In December 2021, Ontario's ministers for Northern Development and the Environment committed to exploring the idea of creating an all-season road to connect Fort Albany and other western James Bay communities to the rest of the Ontario highway system.

==== Aviation ====
Air Creebec transports passengers and provides freight services through Fort Albany Airport. The present passenger rate is $921.90 for an adult return trip to Timmins. These rates increase on an annual basis. Seat sales are available, which are less expensive than the regular fare price. Air Creebec also provides charter flights when required.

Air Creebec also handles patient transportation up the coastal communities on a daily basis, Mondays to Fridays. These flights are intended only for hospital patients requiring out of the community hospital care.
Other private small airlines, like Thunder Air and Wabusk Air, also provide charter services, which sometimes are cheaper than a regular flight on Air Creebec.

=== Healthcare ===
Health care in Fort Albany is provided by a 17-bed Fort Albany Hospital staff 24/7 by nursing staff with consultation by doctors from Weeneebayko Area Health Authority as well as transfers to Timmins and Kingston.

In 1994, a volunteer Emergency Response Team was established to decrease response times for medical emergencies. There was hope that this would lead to a full-scale ambulance service in Fort Albany.

=== Food ===
In 2011, Nishnawbe Aski Nation, Thunder Bay grocer Quality Market, and True North Community Co-operative began a partnership to ship fresh produce to Fort Albany and other James Bay communities during the summer months.

=== Internet ===
As of October 2022, Starlink provided high-speed satellite internet access to Fort Albany.

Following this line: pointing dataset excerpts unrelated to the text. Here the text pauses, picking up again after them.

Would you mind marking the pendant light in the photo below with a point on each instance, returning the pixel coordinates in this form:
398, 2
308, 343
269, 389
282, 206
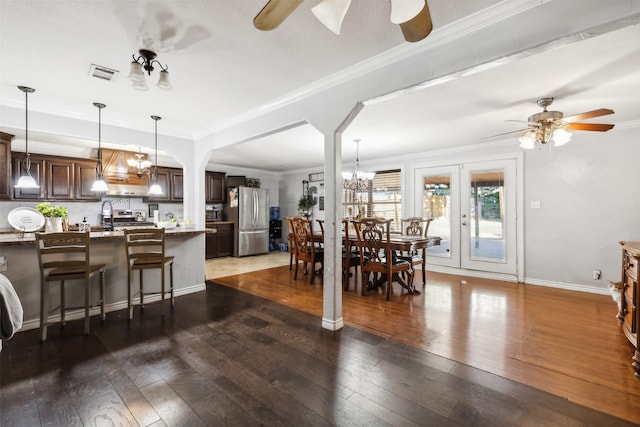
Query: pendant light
155, 189
26, 180
99, 185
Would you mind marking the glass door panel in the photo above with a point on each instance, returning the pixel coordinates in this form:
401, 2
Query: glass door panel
488, 211
437, 190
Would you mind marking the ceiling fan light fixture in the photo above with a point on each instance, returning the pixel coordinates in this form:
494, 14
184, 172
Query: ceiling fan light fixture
145, 61
561, 137
163, 81
528, 140
331, 13
405, 10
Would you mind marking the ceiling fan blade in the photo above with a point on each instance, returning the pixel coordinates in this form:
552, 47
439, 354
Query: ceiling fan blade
274, 13
588, 115
419, 27
506, 133
405, 10
599, 127
331, 13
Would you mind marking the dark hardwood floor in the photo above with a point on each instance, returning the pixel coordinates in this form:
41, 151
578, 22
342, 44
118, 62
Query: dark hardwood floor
226, 357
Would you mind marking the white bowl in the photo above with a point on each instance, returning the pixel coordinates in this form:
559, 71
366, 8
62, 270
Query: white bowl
167, 224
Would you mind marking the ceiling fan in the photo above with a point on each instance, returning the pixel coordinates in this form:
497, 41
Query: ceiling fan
412, 15
548, 126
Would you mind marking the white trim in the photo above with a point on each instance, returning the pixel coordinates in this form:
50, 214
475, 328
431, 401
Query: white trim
333, 325
115, 306
472, 273
566, 286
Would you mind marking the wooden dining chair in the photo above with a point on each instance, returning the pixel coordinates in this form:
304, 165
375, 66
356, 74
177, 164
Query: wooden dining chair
416, 226
378, 264
63, 257
290, 239
146, 250
350, 254
306, 250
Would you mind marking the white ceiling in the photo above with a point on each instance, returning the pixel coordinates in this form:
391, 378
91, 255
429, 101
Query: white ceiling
223, 69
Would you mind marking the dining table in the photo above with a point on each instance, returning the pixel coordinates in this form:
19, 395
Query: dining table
399, 242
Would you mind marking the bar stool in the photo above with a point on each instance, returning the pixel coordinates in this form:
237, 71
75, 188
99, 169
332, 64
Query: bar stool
65, 256
146, 250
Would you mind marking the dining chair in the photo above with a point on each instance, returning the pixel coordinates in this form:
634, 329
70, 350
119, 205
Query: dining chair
350, 254
305, 246
378, 263
65, 256
291, 240
416, 226
146, 250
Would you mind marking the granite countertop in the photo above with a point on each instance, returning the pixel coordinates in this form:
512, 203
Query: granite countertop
18, 238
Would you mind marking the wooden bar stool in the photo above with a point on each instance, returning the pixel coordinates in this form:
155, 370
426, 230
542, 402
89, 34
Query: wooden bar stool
146, 250
65, 256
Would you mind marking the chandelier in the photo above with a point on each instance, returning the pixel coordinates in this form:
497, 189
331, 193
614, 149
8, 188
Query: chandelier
140, 163
357, 180
146, 59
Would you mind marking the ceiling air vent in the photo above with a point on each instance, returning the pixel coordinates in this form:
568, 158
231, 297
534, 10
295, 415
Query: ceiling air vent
102, 72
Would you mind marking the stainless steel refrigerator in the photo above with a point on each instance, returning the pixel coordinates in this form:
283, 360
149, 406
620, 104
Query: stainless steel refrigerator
250, 212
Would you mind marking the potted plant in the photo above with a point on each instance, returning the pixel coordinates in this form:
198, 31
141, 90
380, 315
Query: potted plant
305, 204
55, 216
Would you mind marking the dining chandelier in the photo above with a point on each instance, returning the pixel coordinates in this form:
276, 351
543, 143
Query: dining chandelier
146, 60
99, 185
357, 180
26, 180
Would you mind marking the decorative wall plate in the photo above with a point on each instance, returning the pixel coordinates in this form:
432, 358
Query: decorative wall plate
26, 219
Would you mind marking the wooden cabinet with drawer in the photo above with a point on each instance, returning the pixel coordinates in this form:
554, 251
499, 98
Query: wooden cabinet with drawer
630, 304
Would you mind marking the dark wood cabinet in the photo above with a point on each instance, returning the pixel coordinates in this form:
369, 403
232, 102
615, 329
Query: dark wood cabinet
86, 172
37, 172
60, 179
214, 187
5, 166
170, 181
630, 299
220, 243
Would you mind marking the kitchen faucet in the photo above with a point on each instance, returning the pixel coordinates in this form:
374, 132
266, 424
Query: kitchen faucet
108, 203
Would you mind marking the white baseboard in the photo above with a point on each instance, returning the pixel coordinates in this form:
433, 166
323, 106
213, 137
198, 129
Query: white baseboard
115, 306
567, 286
332, 325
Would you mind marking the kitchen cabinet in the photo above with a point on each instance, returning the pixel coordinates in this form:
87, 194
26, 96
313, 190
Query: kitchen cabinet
5, 166
214, 187
60, 177
85, 175
220, 243
37, 172
170, 181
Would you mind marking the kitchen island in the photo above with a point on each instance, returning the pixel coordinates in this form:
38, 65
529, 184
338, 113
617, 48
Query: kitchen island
19, 250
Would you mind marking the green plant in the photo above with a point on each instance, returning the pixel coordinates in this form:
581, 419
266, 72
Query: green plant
48, 210
306, 202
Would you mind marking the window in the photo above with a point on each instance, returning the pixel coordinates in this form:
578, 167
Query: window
382, 199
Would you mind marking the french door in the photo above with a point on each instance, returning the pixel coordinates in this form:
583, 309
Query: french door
473, 209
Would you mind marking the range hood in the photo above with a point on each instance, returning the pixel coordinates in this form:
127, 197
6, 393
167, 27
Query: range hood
127, 190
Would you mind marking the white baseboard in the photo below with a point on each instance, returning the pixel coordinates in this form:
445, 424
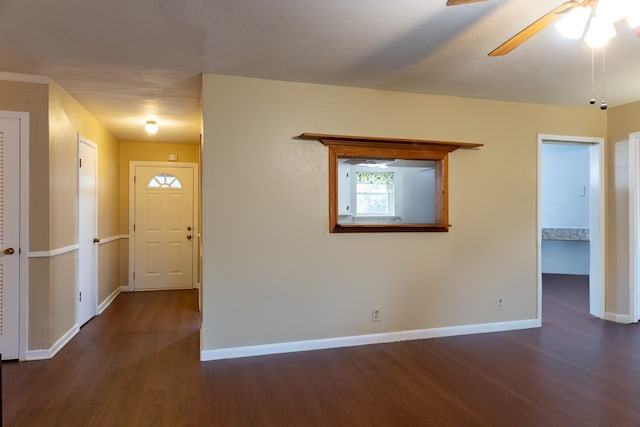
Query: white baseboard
108, 300
50, 352
319, 344
618, 318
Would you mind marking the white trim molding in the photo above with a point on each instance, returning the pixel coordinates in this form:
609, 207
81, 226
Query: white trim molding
110, 239
320, 344
48, 353
54, 252
24, 78
619, 318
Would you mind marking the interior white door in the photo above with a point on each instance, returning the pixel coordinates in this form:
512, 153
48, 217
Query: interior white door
9, 236
87, 232
163, 227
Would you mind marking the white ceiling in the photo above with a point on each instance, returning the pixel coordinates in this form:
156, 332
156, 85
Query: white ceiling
124, 60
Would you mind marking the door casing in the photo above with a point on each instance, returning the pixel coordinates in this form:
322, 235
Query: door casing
196, 229
90, 297
596, 219
23, 250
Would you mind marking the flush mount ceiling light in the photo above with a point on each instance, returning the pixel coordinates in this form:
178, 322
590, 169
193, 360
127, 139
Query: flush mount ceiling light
151, 127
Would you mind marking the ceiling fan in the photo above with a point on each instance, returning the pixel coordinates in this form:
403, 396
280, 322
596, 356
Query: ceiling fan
586, 6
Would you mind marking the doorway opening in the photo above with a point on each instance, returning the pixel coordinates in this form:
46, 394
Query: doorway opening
163, 225
571, 217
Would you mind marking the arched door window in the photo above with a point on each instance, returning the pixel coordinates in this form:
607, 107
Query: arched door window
164, 180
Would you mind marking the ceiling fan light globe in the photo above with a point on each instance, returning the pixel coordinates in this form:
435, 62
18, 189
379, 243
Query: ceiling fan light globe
573, 24
600, 32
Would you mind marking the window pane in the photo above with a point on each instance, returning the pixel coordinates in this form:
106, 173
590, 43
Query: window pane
372, 204
164, 180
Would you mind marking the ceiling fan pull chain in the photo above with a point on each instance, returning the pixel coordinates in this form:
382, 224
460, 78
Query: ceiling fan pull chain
593, 86
603, 104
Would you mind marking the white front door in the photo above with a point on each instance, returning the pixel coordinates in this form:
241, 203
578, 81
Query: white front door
87, 231
9, 236
164, 227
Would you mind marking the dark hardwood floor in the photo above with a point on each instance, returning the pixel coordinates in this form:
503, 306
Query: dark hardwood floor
137, 365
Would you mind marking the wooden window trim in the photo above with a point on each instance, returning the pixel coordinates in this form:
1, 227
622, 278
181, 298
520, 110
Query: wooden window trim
389, 148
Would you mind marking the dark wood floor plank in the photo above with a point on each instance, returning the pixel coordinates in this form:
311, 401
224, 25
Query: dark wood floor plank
137, 364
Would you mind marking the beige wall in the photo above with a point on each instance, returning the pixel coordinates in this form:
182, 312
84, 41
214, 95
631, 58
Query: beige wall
67, 119
621, 121
149, 152
272, 272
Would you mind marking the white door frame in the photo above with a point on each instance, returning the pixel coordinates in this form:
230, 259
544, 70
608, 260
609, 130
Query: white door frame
196, 230
634, 226
94, 273
597, 192
23, 252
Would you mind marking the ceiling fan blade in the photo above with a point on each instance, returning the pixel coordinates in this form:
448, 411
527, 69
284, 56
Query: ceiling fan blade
457, 2
535, 28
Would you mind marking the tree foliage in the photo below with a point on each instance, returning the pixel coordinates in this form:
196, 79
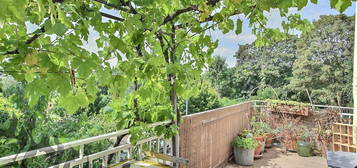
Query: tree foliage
324, 67
317, 66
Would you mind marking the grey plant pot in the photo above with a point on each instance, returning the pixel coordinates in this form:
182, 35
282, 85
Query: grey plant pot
244, 157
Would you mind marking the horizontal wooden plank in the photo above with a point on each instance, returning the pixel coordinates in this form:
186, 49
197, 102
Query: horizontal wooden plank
101, 154
64, 146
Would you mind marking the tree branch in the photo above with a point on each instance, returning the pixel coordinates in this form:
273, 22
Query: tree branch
29, 41
113, 5
111, 17
177, 13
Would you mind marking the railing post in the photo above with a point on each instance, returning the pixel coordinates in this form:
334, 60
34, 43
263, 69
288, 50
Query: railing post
139, 152
90, 164
81, 154
105, 161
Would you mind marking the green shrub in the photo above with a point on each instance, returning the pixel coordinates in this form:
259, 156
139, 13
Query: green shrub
245, 143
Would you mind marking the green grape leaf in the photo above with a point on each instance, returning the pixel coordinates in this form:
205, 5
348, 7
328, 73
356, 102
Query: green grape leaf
58, 29
239, 27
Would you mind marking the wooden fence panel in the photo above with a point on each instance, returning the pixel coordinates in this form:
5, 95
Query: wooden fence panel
205, 138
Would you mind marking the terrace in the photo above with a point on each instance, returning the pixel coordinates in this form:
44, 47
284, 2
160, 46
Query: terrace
205, 138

The Western James Bay Telecom Network is a community-based organization that provides high-speed fibre-optic internet to the communities of the west James Bay coast. The fibre-optic network was constructed in 2009, and launched in February 2010. The network is leased from Five Nations Energy Inc. for a nominal fee, and internet service is provided by Xittel.

== Education ==
The band runs Peetabeck Education, which administers Peetabeck Academy, a K–12 school. The school building was designed to accommodate 333 students, with "a Day Care, two kindergartens, 11 classrooms and rooms for multi-purpose use, library/resource centre, auditorium/gymnasium, gym support, home economics, industrial arts, science administration, staff, educational storage and health," as well as culturally-motivated external landscaping including a fire pit and large dreamcatcher, according to the architectural firm that designed it. The building also includes a community centre. The school had its grand opening in 2001, at the same time the rectory of the old St. Anne's Indian Residential School burned.